Brassington is renowned for her beguiling surrealistic imagery. Throughout her oeuvre, interior and domestic spaces have been a consistent theme. Set within cloying patterns of carpets and wallpaper, corners and doors, her figures have enacted a theatre of the unconscious and the absurd.
A Perfect Day takes us outside although, as expected, Brassington's outdoors isn't all blue skies and sunshine. The colour palette in A Perfect Day is a little post-apocalyptic, featuring bleached and acrid tones of yellow and green or shades of black and white. The inspiration for this series came from reading a novel by Cormac McCarthy, The Road, the story of a man trying to survive and protect his son in a post-apocalyptic time. It caused Brassington to reminisce on ominous childhood dreams and their menacing and uncertain spaces. Within these uncertain spaces though, there is Brassington's characteristic wryness and strange beauty. In Floating Chrome, her onetime pet dog Elsa drifts along in the empty grey space alongside a planet, in Rub Your Eyes a woman lays splayed face down on the grass, swamped by her mountainous skirts.

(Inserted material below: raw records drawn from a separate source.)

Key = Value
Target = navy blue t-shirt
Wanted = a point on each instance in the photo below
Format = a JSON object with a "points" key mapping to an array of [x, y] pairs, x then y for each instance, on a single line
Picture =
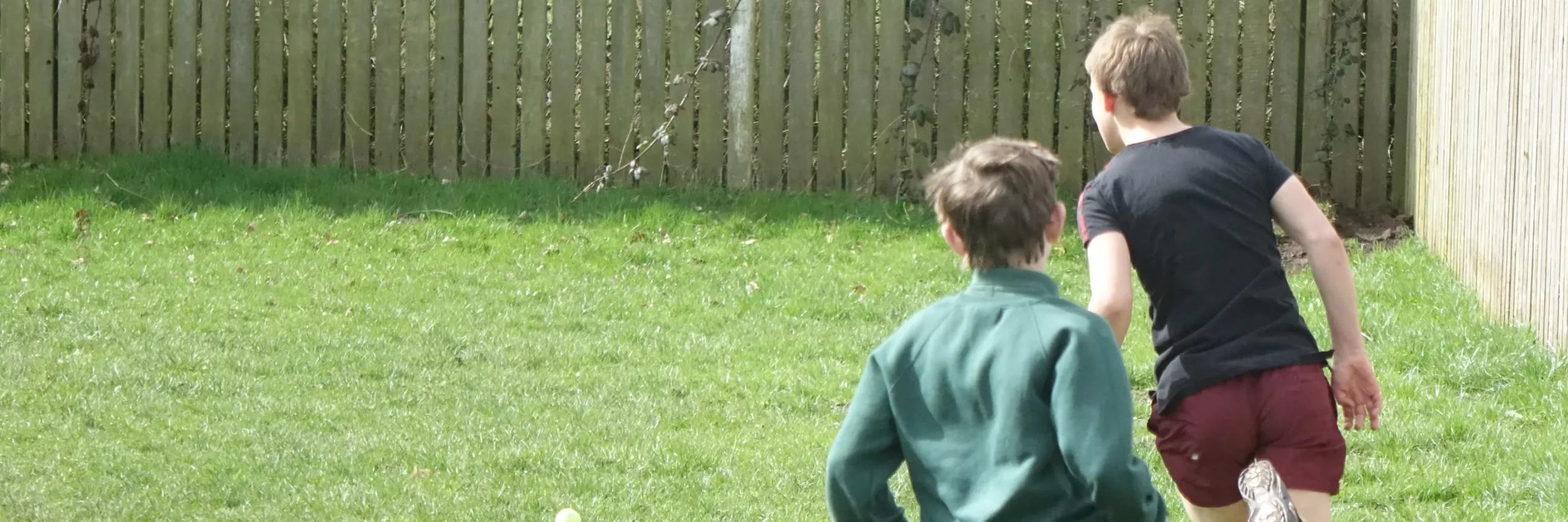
{"points": [[1197, 212]]}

More recent works on exhibition reference traditional photographic language but present it with a twist. In Coming and Going for example, two photographic staples, the sunset and The Road leading off into the distance are presented in blood red hues with hallucinogenic overtones. Brassington's imagery erodes the easy consumption of the idyllic.
Pat Brassington is considered to be one of Australia's leading photo-media artists, producing work with great originality and vision. She has exhibited widely both in Australia and overseas for the past 20 years, and in 2004, her work was included in the Biennale of Sydney at the Art Gallery of NSW and the Museum of Contemporary Art. Her work is held in many of Australia's major public collections.